SystemD - Understanding the Unit File Structure (part 5)

SystemD - Understanding the Unit File Structure (part 5)

5 Understanding the Unit File Structure

We need understand the unite file structure. A unit configuration file encodes information about a service, a socket, a device, a mount point and more. Each unit file is a simple text file describing a unit, what it does, what needs to run before or afterward, and other details.

A unit configuration file encodes information about a service, a socket, a device, a mount point, an automount point, a swap file or partition, a start-up target, a watched file system path, a timer controlled and supervised by systemd(1), a resource management slice or a group of externally created processes.

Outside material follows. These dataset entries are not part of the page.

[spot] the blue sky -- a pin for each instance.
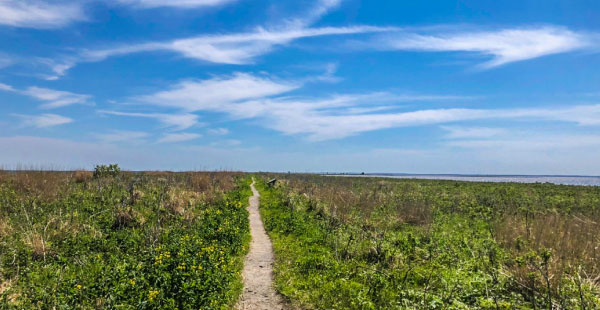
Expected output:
(500, 87)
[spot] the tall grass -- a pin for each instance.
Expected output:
(156, 240)
(526, 245)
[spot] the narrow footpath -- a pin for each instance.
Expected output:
(258, 293)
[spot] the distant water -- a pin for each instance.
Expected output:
(564, 180)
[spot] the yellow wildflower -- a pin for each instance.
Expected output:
(152, 294)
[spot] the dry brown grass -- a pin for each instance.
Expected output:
(574, 242)
(82, 176)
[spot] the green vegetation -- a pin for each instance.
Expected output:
(367, 243)
(118, 240)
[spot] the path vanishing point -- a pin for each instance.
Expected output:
(258, 293)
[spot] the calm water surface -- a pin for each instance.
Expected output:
(565, 180)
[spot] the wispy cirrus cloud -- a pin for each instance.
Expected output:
(344, 115)
(218, 92)
(118, 136)
(43, 120)
(51, 98)
(502, 46)
(237, 49)
(459, 132)
(179, 121)
(184, 4)
(232, 48)
(218, 131)
(40, 14)
(178, 137)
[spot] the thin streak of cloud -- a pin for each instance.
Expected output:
(175, 121)
(43, 120)
(40, 14)
(182, 4)
(503, 46)
(178, 137)
(117, 136)
(338, 116)
(52, 98)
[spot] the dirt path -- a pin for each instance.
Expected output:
(258, 268)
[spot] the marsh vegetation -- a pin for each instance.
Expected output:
(371, 243)
(121, 240)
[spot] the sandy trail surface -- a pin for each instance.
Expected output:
(258, 267)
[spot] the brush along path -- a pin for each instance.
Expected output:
(258, 267)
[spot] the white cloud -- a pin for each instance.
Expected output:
(6, 87)
(227, 143)
(240, 48)
(243, 96)
(218, 131)
(115, 136)
(43, 120)
(185, 4)
(52, 98)
(178, 137)
(503, 46)
(39, 14)
(176, 121)
(456, 132)
(216, 93)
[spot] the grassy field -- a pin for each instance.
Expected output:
(367, 243)
(119, 240)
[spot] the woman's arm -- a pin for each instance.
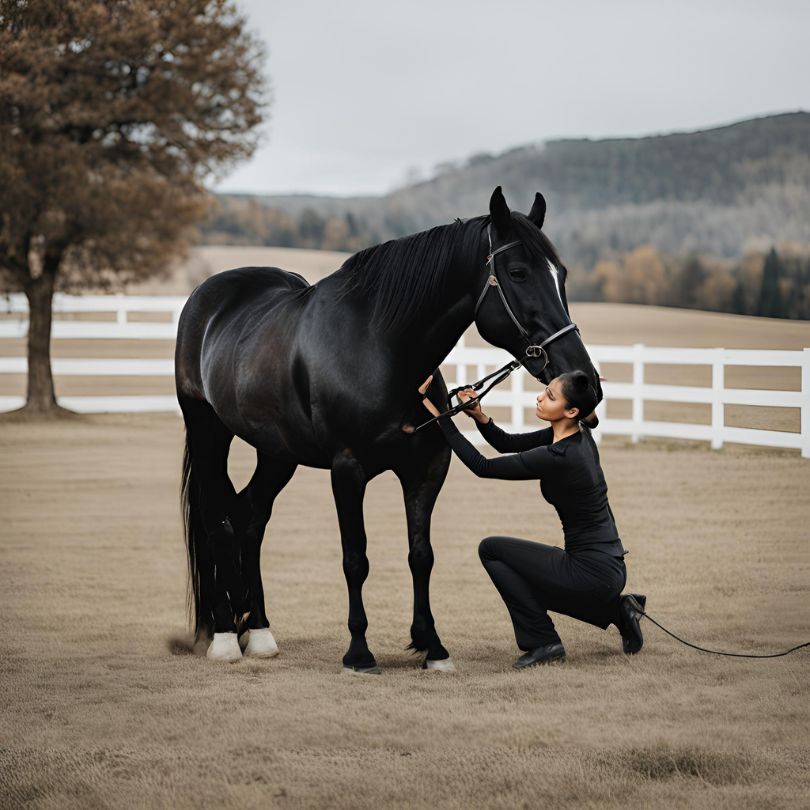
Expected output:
(497, 438)
(505, 442)
(519, 466)
(531, 464)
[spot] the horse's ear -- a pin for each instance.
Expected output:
(499, 211)
(538, 213)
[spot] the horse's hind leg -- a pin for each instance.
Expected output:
(255, 507)
(421, 481)
(349, 481)
(210, 501)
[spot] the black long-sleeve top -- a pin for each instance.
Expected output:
(571, 478)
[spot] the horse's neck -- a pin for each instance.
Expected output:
(428, 343)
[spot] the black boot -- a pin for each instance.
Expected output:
(632, 607)
(541, 655)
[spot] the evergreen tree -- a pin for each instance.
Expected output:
(771, 304)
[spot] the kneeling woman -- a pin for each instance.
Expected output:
(586, 579)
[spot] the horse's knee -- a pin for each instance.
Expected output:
(420, 553)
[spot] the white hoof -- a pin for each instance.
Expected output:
(224, 647)
(443, 665)
(261, 644)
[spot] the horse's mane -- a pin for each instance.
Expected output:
(403, 276)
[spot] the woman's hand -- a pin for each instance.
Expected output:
(474, 412)
(425, 400)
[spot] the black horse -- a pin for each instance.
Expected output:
(327, 375)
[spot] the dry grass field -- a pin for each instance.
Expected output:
(97, 712)
(599, 324)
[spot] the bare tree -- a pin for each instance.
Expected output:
(112, 114)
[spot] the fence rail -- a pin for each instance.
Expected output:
(460, 360)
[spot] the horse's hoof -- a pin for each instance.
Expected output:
(224, 647)
(261, 644)
(442, 665)
(375, 670)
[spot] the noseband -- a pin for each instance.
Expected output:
(532, 350)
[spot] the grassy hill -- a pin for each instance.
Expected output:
(719, 191)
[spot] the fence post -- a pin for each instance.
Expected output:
(718, 404)
(517, 400)
(601, 408)
(638, 382)
(806, 403)
(121, 309)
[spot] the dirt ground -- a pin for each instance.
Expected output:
(97, 712)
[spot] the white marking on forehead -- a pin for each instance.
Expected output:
(554, 272)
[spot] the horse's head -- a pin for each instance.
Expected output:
(520, 302)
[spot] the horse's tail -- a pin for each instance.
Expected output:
(200, 591)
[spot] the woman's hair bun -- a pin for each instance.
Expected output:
(580, 379)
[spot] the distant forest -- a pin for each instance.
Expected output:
(716, 220)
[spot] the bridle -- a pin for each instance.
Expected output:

The files that define how systemd will handle a unit can be found in many different locations, each of which have different priorities and implications.

5.1 Location of systemd unit files

  • /lib/systemd/system - The system's copy of unit files are generally kept in this directory. When software installs unit files on the system, this is the location where they are placed by default.
  • /run/systemd/system - Systemd unit files created at run time. This directory takes precedence over the directory with installed service unit files.
  • /etc/systemd/system/ - If you wish to modify the way that a unit functions, the best location to do so is within this directory. Unit files found in this directory location take precedence over any of the other locations on the filesystem. If you need to modify the system's copy of a unit file, putting a replacement in this directory is the safest and most flexible way to do this.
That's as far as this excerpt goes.